Structure and Values in Music

This webpage is intended as an evolving rough draft of ideas for a project to be carried out in collaboration with Prof. David Borgo, with help from Prof. George Lewis. The project has several goals, one of which is to develop computational methods to identify formal structure in complex systems, using ideas from complexity and information theories. We are especially interested in applications to temporal systems, such as music, with some focus on improvised music. Another goal of the project is to take account of cognitive and even cultural factors beyond formal structure, and in particular, to use structural analysis and other methods to study the cultural values that are implicit in traditional frameworks for the analysis of music (see the Appendix to this note).

We believe that recent advances in mathematics, computer science, cognitive science, and sociology supply some previously missing ingredients, making it possible to combine theory and practice in new ways that should produce interesting new insights. For example, rapid advances in available computation power make it possible to do experiments that would have seemed ridiculous only a few years ago. We have in mind experiments in both the analysis and the synthesis of music, eventually leading up to real-time improvised music, which has been little studied. We also wish to develop more formal and computational approaches to culture, emotion, meaning and metaphor in music. We will draw upon modern ideas about complex systems, including measures of complexity, and perhaps chaos theory, as well as ideas from modern cognitive linguistics, such as embodied metaphor and blending.

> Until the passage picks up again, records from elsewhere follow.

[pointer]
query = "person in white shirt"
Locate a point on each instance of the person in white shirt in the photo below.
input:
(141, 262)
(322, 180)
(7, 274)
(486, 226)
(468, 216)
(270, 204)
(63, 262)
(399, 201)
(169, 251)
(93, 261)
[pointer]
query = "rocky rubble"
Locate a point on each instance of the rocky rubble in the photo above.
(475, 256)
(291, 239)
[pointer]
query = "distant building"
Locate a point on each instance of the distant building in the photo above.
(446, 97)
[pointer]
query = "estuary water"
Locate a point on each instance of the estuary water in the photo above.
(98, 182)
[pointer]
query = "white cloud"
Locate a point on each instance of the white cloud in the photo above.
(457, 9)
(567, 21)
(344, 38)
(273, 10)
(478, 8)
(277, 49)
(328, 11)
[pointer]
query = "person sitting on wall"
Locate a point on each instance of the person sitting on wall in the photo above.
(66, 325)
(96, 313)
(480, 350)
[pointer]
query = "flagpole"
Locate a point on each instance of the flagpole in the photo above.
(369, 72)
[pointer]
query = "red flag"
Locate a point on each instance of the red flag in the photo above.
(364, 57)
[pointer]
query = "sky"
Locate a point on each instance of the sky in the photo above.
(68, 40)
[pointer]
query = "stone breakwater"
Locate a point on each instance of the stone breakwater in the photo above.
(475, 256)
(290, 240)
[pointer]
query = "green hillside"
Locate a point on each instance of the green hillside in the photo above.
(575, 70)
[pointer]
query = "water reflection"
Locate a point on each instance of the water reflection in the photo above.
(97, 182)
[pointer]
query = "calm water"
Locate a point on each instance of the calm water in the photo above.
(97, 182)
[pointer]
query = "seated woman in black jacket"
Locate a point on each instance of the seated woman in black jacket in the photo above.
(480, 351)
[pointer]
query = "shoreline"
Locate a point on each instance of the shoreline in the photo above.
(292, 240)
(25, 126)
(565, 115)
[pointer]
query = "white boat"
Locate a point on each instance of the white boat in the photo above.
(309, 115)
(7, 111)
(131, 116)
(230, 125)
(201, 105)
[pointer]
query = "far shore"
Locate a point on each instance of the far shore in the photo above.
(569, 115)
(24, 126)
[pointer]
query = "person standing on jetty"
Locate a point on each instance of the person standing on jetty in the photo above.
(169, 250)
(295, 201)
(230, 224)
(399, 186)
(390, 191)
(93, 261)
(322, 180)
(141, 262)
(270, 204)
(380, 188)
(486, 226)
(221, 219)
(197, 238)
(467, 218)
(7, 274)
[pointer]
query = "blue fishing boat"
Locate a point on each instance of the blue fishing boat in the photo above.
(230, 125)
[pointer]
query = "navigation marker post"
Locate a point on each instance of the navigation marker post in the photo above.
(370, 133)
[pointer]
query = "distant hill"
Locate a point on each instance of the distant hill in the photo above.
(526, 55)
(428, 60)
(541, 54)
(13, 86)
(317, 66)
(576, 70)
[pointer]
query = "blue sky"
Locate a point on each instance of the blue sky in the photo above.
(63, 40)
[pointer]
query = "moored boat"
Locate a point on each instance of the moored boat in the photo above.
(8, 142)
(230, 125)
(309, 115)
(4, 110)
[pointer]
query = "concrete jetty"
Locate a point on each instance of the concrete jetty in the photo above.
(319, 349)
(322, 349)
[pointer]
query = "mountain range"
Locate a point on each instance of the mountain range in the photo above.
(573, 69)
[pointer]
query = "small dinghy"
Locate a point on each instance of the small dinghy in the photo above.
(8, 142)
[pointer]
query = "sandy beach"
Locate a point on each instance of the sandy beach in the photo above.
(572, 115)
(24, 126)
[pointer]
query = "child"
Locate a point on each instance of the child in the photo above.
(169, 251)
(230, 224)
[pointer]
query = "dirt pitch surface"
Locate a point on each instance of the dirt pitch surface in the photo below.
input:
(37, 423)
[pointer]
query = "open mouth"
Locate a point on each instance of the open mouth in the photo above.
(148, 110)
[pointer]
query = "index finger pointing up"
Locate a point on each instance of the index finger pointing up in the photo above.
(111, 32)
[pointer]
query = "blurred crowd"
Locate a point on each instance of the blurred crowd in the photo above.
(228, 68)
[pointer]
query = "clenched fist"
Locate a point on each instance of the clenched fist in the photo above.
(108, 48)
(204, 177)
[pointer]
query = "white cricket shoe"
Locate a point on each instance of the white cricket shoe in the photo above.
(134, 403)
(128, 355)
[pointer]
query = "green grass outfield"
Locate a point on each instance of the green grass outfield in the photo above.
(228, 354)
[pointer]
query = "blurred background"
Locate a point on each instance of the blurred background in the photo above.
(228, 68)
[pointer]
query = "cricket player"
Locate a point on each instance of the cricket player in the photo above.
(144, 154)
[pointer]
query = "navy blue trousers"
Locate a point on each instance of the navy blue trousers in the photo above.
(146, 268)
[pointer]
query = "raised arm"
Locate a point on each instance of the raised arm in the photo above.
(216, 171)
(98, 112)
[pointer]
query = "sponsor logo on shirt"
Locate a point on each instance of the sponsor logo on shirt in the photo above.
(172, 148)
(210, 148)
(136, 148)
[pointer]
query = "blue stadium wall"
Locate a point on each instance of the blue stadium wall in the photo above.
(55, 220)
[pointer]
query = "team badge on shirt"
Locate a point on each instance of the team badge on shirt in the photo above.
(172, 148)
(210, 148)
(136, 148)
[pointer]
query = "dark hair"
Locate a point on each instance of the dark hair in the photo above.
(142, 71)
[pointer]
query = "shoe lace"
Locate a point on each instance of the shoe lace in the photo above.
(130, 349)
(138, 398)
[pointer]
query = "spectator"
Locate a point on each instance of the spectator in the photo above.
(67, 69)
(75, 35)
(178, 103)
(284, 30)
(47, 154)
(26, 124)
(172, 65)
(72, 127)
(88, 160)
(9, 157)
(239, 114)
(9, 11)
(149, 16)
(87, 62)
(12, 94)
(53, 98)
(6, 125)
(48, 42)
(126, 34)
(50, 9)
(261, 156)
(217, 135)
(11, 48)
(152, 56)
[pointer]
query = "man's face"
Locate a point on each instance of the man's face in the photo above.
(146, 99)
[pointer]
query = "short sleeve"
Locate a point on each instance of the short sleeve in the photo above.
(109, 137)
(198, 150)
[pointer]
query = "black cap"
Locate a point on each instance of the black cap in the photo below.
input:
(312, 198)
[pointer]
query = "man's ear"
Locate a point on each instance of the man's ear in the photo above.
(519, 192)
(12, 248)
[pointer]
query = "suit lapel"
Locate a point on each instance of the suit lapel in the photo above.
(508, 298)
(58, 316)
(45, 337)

We are working on an algorithm to compute minimum complexity descriptions of temporal sequences, based on dynamic programming, and we are exploring the mathematical properties of the resulting complexity measure, denoted H(S), where S is the system under consideration. These properties are very pleasing, in that all the major equations and inequations of classical Shannon information theory seem to be satisfied, even though this measure goes well beyond Shannon information, and even beyond Komolgorov complexity, in that it measures hierarchical structural complexity, assigning (under various metaphors) an "entropy" or "measure of perceptual difficulty" or "temperature" to each segment of a sequence (or more generally, to each subsystem of a complex system), by analyzing it as a composition of transformations of simpler subsystems. This can reveal not only small grain, but also large grain structures, and how they interact. Some mathematical details can be found in [1], though research has now advanced beyond what is described there, and some presuppositions of that paper no longer seem acceptable.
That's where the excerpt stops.